I believe the current Taxpayer's Bill of Rights in the Constitution should be strengthened and expanded as per the attached. The current legislation adopted pursuant to Article I, Section 25 of the Constitution does not address safeguards involving ad valorem or non-ad valorem taxes.

Items one (1) through twelve (12) and sixteen (16) through nineteen (19) are current provisions in chapter 213.015, Florida Statutes. Following is a summarization of the other provisions in this proposal:

#13 There is a need to protect and preserve the separation of the Constitutional functions of assessing property for ad valorem taxes and collecting and refunding such taxes from the control of the county taxing authority which sets the tax millage rate. There are numerous potential statutory conflicts if such Constitutional officers are controlled by a major taxing authority. I am attaching a position paper on this issue as it relates to the position of Property Appraiser in Brevard County, prepared for presentation to the local Charter Study Commission (Exhibit A). Also, an attached petition, involving this issue, illustrates that 60 of 67 Property Appraisers showed their concern by signing it in 1995. (Exhibit B, Issue 2)

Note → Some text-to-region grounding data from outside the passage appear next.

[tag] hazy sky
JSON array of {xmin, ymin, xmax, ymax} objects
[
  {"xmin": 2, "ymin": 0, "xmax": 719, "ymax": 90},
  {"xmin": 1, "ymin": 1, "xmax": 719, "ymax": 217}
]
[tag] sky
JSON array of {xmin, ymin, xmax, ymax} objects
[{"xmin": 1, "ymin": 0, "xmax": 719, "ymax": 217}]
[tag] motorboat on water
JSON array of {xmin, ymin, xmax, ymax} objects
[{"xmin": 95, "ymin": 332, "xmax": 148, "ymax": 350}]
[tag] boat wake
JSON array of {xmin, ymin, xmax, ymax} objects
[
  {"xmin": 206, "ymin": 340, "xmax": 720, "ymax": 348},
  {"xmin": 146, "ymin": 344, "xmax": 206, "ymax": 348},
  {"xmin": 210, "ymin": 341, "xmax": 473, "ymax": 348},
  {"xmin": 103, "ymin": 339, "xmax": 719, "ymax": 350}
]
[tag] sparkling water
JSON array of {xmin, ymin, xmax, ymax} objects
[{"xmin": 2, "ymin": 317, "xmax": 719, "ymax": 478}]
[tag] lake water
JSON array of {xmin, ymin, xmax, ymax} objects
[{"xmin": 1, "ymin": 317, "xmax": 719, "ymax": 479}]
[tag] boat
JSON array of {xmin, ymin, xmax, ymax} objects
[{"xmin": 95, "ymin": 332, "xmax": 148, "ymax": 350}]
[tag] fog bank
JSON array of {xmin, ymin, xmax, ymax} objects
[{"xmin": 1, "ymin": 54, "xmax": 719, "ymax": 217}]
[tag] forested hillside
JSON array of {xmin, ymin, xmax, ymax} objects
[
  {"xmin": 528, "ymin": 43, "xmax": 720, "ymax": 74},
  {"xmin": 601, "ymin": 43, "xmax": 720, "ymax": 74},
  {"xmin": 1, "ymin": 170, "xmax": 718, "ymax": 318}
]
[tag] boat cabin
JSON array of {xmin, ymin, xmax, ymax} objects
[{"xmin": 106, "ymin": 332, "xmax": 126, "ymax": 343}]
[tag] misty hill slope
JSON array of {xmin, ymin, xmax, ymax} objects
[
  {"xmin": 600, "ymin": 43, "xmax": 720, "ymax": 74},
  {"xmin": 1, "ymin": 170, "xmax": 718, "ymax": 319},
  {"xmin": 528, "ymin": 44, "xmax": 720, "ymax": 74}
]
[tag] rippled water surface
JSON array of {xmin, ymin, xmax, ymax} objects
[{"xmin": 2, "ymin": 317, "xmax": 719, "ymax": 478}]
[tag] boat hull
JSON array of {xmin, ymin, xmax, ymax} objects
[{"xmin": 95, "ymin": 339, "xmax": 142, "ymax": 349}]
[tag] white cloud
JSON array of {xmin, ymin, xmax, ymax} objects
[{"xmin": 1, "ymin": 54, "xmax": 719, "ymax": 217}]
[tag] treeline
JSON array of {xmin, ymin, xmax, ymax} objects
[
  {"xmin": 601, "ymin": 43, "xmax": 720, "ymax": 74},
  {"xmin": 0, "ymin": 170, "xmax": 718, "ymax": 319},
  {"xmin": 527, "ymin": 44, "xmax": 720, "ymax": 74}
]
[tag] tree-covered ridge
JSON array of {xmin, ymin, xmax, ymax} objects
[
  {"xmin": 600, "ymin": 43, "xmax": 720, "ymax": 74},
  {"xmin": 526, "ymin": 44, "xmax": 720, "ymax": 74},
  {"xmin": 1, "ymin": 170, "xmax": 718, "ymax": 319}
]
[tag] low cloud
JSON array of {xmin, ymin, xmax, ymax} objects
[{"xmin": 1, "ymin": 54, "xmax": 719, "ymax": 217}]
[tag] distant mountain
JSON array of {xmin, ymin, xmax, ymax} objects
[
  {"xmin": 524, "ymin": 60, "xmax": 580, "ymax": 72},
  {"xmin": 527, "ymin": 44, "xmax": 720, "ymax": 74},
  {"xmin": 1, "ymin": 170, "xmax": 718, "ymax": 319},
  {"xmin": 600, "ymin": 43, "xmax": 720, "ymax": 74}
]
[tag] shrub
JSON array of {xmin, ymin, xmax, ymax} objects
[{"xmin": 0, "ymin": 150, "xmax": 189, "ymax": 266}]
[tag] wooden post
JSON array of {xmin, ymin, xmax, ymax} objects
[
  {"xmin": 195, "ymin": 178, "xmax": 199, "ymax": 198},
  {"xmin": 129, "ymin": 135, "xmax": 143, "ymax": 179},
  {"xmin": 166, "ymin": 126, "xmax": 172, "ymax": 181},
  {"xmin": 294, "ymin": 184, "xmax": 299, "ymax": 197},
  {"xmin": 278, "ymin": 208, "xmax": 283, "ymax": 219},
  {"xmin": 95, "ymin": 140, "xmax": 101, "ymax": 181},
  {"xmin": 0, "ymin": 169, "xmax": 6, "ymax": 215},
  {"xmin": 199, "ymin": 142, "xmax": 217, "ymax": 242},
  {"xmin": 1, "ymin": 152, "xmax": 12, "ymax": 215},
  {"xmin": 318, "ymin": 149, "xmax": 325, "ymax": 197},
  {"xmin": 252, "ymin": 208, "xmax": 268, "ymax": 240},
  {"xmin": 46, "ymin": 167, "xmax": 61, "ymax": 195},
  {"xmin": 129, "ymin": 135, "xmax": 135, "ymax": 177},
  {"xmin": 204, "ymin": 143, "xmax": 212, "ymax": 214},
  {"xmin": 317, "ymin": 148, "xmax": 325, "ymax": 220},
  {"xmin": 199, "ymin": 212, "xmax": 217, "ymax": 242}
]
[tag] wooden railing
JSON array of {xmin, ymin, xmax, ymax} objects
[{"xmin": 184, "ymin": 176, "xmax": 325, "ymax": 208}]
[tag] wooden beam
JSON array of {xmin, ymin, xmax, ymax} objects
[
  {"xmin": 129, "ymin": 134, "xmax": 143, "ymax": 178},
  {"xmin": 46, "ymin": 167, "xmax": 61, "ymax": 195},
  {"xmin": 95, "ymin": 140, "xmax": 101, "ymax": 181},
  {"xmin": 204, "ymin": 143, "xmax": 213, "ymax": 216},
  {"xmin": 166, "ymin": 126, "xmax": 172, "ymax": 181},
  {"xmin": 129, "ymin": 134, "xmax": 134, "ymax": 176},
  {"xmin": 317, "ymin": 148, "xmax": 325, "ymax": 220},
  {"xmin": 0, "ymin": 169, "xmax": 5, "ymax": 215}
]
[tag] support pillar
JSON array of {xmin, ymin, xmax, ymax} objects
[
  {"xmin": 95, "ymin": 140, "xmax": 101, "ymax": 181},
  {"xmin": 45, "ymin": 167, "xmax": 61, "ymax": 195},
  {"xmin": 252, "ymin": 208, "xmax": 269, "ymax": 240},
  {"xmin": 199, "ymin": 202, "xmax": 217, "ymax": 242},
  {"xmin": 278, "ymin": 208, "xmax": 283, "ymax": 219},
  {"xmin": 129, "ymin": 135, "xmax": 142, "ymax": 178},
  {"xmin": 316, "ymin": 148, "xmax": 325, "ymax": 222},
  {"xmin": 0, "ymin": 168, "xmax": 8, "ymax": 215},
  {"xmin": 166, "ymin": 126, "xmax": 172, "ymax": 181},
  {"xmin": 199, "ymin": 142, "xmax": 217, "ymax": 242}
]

#14 This would avoid a proliferation of new county municipal service taxing districts and special non-ad valorem assessment charges being placed on tax bills for services taxpayers do not want.

#15 This would prevent a municipality which owns property in another county from removing such property from that county's tax rolls, as tax exempt property, when the municipality provides no direct public services to the residents of the county.

#20 Appeals of property valuations should not be decided by persons who are members of taxing authorities and utilize such revenues. Rather, a system should be developed, by general law, which provides for such decisions to be made by independent persons who are licensed or certified as having an understanding of property valuation. Some taxpayers scoff at having to appear before persons who levy taxes and spend tax revenues when they are told who decides their appeals. Also, there are instances of pure politics by these Boards as is evidenced by decisions in Levy county in 1994 which are the subject of lingering litigation to this day. (See also Exhibit B, Issue 1)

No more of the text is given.